1. Par jugement du 2 novembre 2012, la Cour d’appel pénale du Tribunal cantonal vaudois a rejeté l’appel de S.________, qui concluait à son acquittement de l’infraction de lésions corporelles simples qualifiées et à la condamnation de P.________, pour injure et tentative de lésions corporelles simples qualifiées, ainsi qu’à celle de G.________ pour cette dernière infraction (CAPE 2 novembre 2012/210).

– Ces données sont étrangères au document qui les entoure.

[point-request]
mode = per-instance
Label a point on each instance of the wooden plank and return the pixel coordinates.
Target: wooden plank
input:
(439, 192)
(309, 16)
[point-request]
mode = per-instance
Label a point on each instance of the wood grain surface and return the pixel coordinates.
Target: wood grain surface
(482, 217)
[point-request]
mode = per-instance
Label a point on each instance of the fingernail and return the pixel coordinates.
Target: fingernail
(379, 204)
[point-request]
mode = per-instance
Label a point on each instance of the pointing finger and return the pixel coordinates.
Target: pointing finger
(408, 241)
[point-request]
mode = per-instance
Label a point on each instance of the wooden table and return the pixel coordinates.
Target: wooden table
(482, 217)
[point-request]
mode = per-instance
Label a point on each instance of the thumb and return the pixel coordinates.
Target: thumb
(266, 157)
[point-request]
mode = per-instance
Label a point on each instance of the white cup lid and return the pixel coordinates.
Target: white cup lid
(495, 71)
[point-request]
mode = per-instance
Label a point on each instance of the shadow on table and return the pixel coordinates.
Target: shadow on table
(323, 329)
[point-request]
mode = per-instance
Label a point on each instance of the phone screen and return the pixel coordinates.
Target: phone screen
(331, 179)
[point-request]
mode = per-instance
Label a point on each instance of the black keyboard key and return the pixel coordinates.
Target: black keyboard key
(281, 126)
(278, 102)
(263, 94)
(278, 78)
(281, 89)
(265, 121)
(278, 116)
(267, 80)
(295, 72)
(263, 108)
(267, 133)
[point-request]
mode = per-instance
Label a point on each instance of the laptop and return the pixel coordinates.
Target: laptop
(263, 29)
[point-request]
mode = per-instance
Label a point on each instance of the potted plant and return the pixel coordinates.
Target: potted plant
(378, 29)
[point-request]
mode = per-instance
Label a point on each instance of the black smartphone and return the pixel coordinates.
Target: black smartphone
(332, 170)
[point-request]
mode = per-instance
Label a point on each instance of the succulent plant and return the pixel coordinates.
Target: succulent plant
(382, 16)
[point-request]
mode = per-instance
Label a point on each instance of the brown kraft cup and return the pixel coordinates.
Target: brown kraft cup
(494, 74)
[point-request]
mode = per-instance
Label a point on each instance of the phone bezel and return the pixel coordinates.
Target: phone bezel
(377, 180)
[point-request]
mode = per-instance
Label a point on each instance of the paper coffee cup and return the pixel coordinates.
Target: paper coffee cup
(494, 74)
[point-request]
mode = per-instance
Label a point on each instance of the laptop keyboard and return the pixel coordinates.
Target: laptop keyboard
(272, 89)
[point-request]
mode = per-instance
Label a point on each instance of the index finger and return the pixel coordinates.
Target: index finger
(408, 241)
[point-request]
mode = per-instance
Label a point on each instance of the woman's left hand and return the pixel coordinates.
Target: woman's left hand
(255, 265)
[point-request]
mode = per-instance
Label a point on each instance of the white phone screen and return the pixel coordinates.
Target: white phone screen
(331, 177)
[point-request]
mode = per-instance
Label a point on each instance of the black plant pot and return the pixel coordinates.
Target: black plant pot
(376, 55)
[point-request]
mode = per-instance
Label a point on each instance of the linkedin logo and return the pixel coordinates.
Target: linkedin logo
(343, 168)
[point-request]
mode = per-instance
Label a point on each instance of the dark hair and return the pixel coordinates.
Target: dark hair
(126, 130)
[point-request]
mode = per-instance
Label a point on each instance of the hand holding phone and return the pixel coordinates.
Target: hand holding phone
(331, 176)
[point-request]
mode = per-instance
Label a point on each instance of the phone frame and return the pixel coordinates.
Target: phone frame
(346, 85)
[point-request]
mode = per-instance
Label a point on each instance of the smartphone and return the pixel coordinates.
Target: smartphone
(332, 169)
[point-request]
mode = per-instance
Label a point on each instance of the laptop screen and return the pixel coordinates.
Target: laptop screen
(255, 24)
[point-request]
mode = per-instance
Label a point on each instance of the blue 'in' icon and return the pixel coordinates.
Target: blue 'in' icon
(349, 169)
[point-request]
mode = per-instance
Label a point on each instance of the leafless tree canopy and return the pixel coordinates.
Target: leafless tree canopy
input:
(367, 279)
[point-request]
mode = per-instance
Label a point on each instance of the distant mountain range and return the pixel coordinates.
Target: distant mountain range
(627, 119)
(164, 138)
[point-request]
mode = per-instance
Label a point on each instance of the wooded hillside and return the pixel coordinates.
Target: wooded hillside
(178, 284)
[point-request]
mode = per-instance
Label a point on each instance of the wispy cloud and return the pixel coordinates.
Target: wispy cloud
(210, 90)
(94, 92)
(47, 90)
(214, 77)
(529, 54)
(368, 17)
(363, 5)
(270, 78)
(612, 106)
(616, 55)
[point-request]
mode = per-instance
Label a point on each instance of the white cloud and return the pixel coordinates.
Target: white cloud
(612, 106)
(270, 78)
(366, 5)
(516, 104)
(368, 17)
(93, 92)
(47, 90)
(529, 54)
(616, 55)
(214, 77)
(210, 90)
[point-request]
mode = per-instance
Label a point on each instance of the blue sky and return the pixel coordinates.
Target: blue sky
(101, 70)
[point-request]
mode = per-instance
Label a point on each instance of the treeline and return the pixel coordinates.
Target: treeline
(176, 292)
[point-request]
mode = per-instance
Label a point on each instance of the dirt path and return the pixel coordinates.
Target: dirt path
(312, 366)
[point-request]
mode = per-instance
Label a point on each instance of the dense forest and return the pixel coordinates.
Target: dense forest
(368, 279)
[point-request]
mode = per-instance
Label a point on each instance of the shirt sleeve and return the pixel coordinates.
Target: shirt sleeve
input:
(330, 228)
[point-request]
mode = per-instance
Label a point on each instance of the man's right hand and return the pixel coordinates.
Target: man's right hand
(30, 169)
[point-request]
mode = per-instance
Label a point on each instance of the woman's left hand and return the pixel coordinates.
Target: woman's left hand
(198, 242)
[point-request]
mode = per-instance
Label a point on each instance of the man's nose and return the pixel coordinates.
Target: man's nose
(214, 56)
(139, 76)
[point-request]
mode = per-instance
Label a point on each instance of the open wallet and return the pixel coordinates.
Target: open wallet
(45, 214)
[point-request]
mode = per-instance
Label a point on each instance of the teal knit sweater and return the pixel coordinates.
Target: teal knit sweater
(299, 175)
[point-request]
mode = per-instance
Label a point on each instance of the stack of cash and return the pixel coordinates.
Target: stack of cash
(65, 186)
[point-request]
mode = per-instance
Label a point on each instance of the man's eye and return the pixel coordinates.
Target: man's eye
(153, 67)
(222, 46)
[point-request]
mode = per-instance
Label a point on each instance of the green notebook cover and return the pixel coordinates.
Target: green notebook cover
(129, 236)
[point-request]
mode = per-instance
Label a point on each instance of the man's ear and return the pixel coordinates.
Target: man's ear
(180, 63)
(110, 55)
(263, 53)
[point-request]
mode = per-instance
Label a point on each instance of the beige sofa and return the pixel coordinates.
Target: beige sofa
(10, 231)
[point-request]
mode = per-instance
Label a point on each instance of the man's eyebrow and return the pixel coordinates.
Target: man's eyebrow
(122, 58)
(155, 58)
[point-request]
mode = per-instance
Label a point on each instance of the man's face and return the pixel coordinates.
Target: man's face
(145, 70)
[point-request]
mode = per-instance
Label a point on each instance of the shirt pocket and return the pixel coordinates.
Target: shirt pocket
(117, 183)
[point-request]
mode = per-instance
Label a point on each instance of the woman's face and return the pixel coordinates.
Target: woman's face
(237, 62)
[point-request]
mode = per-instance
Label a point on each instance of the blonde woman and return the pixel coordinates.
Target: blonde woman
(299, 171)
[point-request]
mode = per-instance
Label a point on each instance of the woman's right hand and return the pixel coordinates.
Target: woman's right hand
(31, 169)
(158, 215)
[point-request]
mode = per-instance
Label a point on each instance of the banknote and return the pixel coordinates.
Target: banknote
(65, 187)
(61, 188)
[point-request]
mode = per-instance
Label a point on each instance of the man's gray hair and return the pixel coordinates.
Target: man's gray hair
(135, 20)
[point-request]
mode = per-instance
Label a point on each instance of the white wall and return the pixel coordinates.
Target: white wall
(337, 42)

La Cour d’appel a estimé que le moyen utilisé par S.________ pour repousser l’attaque de P.________ était disproportionné et que l’appelant avait ainsi excédé les limites de la légitime défense. Il n’avait pas pris les mesures nécessaires pour éviter un préjudice excessif. Selon ses propres déclarations, P.________ se trouvait à deux mètres de lui au moment du tir. Si l’intrusion de deux hommes était menaçante, aucun des deux n’avait encore levé la main sur l’appelant ou fait un quelconque signe dans ce sens. Ce dernier aurait donc eu tout le loisir d’abaisser davantage son fusil à pompe et de le diriger vers le sol et non pas en direction du corps et plus précisément des cuisses de l’intimé avant de tirer. L’appelant pouvait tirer un coup de feu au sol à titre de semonce, son arme étant chargée de quatre balles. Ce moyen aurait d’ailleurs été suffisant puisque l’intimé n’avait pas ressenti la brûlure de la blessure, mais s’était interrompu et avait déguerpi au bruit et au vu du second mouvement de charge, effectué juste après le premier tir. Par ailleurs, l’appelant aurait très bien pu appeler les forces de l’ordre pour demander de l’aide et ne pas ouvrir, comme il l’avait fait, la porte de la maison à ses adversaires.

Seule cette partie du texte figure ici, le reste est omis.